Pre-booking activities that fill your days: Some travelers worry that they will be bored during their trip, so they pack their schedule with guided activities. This, however, leads to burn out for a number of reasons: 1.) no relaxing and recharging time; 2.) a lot of exposure to the strong sun; 3.) missing the opportunity to meet the local people in the villages, markets, and parks. Instead, book a half-day tour of the island or lagoon on the first or second morning (the coolest part of the day). The destination guide that I send to each client has a full list of activities, which can be booked once you are on island (though any private tours tend to sell out in advance).
There is no tipping in the islands, except at resorts with butler service and on private chartered yachts. The Polynesians really do consider travelers honored guests, so to force them to tip does not make sense to the locals. For a Tahitian, maururu (“thank you”) is worth much more than a tip. If someone goes above and beyond for you, don’t hand a tip to that individual; put it in the communal tip box found at the front desk of every resort.
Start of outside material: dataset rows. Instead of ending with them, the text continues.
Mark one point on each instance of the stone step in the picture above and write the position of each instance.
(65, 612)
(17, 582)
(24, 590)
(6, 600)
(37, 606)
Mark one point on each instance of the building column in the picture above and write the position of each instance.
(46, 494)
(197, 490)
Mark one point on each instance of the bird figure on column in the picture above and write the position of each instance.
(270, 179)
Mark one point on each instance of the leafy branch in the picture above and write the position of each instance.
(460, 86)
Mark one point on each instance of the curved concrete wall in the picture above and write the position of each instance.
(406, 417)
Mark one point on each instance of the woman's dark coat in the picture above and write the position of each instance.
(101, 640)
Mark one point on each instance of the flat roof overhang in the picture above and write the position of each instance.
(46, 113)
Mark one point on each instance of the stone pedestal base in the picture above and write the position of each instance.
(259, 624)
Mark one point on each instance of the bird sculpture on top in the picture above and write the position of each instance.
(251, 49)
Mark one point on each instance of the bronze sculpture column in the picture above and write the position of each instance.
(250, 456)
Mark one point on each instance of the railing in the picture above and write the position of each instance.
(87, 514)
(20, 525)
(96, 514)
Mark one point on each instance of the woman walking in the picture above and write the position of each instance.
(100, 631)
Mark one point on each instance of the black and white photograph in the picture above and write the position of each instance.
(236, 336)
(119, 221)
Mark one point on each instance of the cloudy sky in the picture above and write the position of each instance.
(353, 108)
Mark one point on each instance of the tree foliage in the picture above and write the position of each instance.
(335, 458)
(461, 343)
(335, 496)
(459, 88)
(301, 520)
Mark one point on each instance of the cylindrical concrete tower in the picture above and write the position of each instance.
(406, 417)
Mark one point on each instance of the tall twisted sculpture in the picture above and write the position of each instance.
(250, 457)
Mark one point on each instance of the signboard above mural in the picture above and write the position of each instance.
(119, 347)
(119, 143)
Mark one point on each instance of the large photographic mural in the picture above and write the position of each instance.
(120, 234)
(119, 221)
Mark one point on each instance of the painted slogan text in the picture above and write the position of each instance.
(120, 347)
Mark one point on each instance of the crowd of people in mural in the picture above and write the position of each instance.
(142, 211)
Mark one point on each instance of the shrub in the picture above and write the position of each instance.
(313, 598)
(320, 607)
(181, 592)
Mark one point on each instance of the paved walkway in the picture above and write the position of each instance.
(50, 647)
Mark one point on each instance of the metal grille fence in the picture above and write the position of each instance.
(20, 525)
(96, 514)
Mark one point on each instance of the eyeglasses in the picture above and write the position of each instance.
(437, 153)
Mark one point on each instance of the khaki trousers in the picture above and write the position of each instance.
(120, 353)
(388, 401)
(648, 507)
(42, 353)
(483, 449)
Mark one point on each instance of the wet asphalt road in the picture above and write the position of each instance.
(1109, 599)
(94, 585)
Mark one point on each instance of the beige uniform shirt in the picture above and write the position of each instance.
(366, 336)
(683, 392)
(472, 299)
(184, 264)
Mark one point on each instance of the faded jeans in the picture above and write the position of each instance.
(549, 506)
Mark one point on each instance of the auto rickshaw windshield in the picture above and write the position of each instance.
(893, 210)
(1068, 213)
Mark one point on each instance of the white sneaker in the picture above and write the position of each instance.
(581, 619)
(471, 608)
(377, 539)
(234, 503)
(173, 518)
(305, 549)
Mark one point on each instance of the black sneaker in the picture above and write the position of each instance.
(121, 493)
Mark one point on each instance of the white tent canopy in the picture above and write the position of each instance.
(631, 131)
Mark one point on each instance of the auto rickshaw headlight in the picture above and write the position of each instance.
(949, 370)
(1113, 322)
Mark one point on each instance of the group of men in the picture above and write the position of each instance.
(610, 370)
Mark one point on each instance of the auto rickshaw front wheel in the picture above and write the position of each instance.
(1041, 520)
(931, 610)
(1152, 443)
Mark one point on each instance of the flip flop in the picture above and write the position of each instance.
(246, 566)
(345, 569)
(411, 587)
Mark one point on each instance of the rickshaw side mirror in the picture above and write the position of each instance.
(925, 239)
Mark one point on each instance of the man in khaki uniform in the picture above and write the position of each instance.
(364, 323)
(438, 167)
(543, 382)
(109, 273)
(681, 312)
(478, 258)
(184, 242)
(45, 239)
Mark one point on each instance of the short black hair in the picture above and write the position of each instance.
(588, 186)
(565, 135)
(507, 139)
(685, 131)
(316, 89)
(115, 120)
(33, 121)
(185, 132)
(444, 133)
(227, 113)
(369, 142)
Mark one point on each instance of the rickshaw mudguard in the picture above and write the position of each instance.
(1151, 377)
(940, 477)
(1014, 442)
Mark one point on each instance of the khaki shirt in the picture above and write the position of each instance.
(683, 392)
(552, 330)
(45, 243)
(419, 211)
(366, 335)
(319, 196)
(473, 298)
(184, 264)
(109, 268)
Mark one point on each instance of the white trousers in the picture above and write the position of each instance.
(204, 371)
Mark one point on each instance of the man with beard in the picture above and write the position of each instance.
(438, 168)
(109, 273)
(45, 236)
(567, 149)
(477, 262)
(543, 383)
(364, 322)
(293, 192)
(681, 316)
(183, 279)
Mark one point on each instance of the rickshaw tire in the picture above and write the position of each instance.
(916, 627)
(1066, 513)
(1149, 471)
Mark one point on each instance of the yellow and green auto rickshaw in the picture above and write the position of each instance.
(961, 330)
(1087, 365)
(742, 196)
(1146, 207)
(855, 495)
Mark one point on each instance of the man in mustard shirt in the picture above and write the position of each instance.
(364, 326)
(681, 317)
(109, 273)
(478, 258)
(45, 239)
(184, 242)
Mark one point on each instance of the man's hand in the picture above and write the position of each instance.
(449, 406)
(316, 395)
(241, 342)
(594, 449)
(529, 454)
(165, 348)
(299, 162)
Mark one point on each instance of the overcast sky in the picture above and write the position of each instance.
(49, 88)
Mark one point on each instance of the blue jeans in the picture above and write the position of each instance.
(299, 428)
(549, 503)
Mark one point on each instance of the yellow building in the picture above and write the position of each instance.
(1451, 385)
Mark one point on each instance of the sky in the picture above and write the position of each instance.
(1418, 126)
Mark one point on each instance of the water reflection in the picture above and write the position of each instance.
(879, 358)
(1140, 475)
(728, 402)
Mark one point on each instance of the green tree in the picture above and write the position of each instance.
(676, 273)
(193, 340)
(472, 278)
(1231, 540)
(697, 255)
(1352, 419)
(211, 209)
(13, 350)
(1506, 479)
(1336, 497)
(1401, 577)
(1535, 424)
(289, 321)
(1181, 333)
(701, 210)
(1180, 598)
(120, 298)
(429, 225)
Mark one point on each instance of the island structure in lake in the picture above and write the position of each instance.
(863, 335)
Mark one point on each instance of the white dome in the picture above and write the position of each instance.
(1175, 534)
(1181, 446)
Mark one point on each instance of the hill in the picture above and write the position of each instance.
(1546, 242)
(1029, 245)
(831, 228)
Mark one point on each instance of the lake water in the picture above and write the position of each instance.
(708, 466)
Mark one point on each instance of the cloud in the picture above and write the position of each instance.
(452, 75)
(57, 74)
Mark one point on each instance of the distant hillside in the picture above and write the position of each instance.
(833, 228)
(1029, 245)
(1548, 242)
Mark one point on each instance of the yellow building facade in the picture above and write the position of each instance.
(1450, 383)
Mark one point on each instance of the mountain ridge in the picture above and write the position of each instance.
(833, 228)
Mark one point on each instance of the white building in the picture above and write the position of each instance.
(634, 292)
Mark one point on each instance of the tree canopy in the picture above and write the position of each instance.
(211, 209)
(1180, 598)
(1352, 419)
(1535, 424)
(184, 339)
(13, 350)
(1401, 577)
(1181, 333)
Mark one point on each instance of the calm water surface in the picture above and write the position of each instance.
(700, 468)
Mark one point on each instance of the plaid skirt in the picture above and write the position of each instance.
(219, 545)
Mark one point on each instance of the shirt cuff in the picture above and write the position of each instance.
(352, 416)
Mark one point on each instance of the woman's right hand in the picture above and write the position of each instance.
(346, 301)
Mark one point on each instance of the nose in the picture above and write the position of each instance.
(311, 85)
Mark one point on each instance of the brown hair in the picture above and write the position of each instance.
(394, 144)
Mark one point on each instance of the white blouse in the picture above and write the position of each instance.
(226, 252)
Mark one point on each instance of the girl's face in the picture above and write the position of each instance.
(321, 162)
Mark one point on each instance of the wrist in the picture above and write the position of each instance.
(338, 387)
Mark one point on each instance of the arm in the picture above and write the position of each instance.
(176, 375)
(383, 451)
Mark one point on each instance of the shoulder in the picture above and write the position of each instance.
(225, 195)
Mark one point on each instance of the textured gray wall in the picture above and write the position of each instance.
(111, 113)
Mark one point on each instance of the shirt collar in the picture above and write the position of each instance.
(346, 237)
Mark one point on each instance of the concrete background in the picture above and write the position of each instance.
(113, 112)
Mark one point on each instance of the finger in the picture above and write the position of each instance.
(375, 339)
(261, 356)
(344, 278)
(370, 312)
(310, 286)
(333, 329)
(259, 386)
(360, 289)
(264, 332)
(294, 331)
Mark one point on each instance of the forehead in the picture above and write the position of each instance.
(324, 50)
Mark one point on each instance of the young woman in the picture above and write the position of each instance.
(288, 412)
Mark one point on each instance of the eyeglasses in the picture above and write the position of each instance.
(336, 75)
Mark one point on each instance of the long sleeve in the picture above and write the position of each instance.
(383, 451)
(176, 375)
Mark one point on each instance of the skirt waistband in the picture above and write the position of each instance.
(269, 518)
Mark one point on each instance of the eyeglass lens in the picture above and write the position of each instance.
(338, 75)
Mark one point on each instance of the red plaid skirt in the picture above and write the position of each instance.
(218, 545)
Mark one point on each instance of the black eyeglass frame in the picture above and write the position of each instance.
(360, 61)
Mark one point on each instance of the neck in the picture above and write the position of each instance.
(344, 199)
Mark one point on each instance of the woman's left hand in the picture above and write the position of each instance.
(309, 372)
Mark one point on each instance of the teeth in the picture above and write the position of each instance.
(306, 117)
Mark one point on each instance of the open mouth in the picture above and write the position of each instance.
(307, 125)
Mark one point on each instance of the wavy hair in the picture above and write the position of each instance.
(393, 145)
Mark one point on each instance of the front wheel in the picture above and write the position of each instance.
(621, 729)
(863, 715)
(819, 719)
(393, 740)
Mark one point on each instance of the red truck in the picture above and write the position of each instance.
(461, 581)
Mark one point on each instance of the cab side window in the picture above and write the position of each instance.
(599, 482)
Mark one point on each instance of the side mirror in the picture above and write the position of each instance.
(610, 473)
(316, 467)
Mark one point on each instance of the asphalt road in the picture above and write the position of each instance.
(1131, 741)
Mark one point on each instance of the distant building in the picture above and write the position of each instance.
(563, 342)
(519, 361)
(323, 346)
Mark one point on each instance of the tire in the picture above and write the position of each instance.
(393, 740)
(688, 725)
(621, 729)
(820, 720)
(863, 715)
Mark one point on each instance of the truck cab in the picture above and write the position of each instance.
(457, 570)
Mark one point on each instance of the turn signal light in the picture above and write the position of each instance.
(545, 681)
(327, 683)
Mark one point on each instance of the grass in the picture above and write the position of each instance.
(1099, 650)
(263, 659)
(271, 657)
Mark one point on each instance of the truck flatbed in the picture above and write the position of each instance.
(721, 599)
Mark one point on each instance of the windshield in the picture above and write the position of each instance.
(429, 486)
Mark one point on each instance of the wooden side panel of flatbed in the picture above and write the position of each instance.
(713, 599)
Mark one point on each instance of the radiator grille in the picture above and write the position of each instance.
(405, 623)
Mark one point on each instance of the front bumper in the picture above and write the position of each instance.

The famous Black Pearls of Tahiti (which grow here because of the unique color of French Polynesia’s mollusk shells). The pearls are not really black, but run from a dark aubergine to a light pink, with blues, greens, and rusty-colored ones too. You can purchase one at a pearl farm—where they’ll also show you how the pearls are cultivated—from one of the large chain stores like Robert Wan, or from an independent village artisan (their roadside shops are generally open from 10am to noon, then close for several hours over lunch). Settings for men are limited; a good place to look for one is in the main market of Tahiti. With any pearl you buy, make sure you receive a certificate from the government proving that the pearl was harvested at the proper size.
An Off! Clip-on mosquito repellent fan, which works great when you’re sitting still—such as at a dining table or while reading on the beach. (It doesn’t work so well while you’re walking.) It’s particularly helpful for people whose skin is irritated by topical repellents.
Surprisingly, one of my favorites is from the Bora Bora airport, which is on a motu, or small island, on the reef surrounding Bora Bora. When you arrive and walk through the small terminal to where the boat transfers are waiting, you have one of the best views of Bora Bora and its main peak, Otemanu, with the many colors of the lagoon—white to turquoise to dark blue—in between.
On Moorea, the Toatea lookout, just above the Sofitel Ia Ora Resort, has a sweeping view of the east coast and Tahiti in the distance.
Carvings that are sold as Marquesan, but don’t come from there; you’ll see these everywhere. Authentic ones are available at better shops in Papeete and in the outer islands, but in the main market of Tahiti and elsewhere, many have been mass-produced in Asia. Marquesan carvers always include their signature on each piece; if you don’t see one, the carving isn’t authentic.